To prove this fact, we need to see "internally" what the summands of $M$ should be, and why they are all isomorphic as $R$-modules. In fact, we have a direct sum decomposition
$$ M=e_{11}M\oplus\cdots\oplus e_{nn}M $$
where $e_{ii}=\mathrm{diag}(0,\cdots,1,\cdots,0)$ is the diagonal matrix with $1$ in the $i$th entry and all other entries $0$. This follows using general theory from the fact the $e_{ii}$s are central orthogonal idempotents, but let's be a little more concrete.
(i) First, $M=\sum_i e_{ii}M$ because the sum includes all elements of $(\sum_i e_{ii})M$, and $\sum_i e_{ii}$ is the identity matrix; (ii) Second, the sum is direct, since any element of $\sum_{j\ne i}e_{jj}M$ is annihilated by $e_{ii}$ while the only element of $e_{ii}M$ annihilated by $e_{ii}$ is $0$ itself (in fact $e_{ii}$ is a projection $M\to e_{ii}M$); and (iii) Third, since $R\hookrightarrow M_n(R)$ (scalar multiples of the identity matrix), each $e_{ii}M$ is an $R$-module, and they are isomorphic $R$-modules since any permutation $\pi$ that swaps $i\leftrightarrow j$ furnishes a permutation matrix $P_\pi$ by whose multiplication is an $R$-module isomorphism $e_{ii}M\leftrightarrow e_{jj}M$.

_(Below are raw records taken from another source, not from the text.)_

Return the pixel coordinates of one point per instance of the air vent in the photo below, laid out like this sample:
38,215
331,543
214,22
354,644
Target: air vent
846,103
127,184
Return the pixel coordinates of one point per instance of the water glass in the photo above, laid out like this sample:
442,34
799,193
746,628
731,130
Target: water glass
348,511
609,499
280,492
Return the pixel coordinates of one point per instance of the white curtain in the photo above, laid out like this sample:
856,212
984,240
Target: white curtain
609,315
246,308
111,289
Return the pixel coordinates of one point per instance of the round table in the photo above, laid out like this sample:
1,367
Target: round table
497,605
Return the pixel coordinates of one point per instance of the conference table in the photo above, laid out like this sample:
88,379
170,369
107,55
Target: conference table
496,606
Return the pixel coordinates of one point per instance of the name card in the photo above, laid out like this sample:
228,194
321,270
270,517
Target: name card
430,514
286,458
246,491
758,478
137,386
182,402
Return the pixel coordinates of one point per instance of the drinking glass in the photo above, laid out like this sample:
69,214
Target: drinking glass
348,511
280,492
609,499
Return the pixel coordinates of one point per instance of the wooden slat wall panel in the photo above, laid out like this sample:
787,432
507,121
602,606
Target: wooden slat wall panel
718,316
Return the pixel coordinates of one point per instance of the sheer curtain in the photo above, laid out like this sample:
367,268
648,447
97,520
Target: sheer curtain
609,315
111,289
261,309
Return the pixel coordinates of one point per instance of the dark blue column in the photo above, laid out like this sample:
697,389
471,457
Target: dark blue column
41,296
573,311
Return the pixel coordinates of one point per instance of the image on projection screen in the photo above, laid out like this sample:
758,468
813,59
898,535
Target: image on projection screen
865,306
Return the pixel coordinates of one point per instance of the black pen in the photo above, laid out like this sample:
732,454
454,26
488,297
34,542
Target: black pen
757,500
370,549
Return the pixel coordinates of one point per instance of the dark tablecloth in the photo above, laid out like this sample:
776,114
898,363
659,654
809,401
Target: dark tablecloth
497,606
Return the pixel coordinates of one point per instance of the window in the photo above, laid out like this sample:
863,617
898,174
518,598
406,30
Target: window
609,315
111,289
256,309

Consider $R=\mathbb{C}$. Any $R$-module is of the form $L\cong\mathbb{C}^m$ for some dimension $m$, since modules over fields are vector spaces which are free modules. Thus, since $M_n(R)$-modules are isomorphic to $L^n$ for $R$-modules $L$, our $M_n(\mathbb{C})$-modules are isomorphic to $(\mathbb{C}^m)^n$ for some $m$. Concretely, if we interpret elements of $\mathbb{C}^m$ as $m$-tuples, the action is given by
$$ \begin{array}{ll} \begin{bmatrix} a_{11} & \cdots & a_{1n} \\ \vdots & \ddots & \vdots \\ a_{n1} & \cdots & a_{nn} \end{bmatrix} \begin{bmatrix} (x_{11},\cdots,x_{1m}) \\ \vdots \\ (x_{n1},\cdots,x_{nm}) \end{bmatrix} & = \begin{bmatrix} a_{11}(x_{11},\cdots,x_{1m})+\cdots+a_{1n}(x_{n1},\cdots,x_{nm}) \\ \vdots \\ a_{n1}(x_{11},\cdots,x_{1m})+\cdots+a_{nn}(x_{n1},\cdots,x_{nm}) \end{bmatrix} \\ & =\begin{bmatrix} (a_{11}x_{11}+\cdots+a_{1n}x_{n1},\cdots,a_{11}x_{1m}+\cdots+a_{1n}x_{nm}) \\ \vdots \\ (a_{n1}x_{11}+\cdots+a_{nn}x_{n1},\cdots,a_{n1}x_{1m}+\cdots+a_{nn}x_{nm}) \end{bmatrix} \end{array} $$
This is equivalent to $M_n(\mathbb{C})$s diagonal action on $\underbrace{\mathbb{C}^n\oplus\cdots\oplus\mathbb{C}^n}_m$ given by
$$ \begin{bmatrix} a_{11} & \cdots & a_{1n} \\ \vdots & \ddots & \vdots \\ a_{n1} & \cdots & a_{nn} \end{bmatrix} \left(\begin{bmatrix} x_{11} \\ \vdots \\ x_{n1}\end{bmatrix} ,\cdots, \begin{bmatrix} x_{1m} \\ \vdots \\ x_{nm} \end{bmatrix}\right) $$
$$ = \left( \begin{bmatrix} a_{11} & \cdots & a_{1n} \\ \vdots & \ddots & \vdots \\ a_{n1} & \cdots & a_{nn} \end{bmatrix} \begin{bmatrix} x_{11} \\ \vdots \\ x_{n1}\end{bmatrix}, \cdots, \begin{bmatrix} a_{11} & \cdots & a_{1n} \\ \vdots & \ddots & \vdots \\ a_{n1} & \cdots & a_{nn} \end{bmatrix} \begin{bmatrix} x_{1m} \\ \vdots \\ x_{nm} \end{bmatrix} \right) $$
or more simply $A(v_1,\cdots,v_m)=(Av_1,\cdots,Av_m)$.
Of course, this does indeed imply $\mathbb{C}^n$ is the only simple $M_n(\mathbb{C})$-module.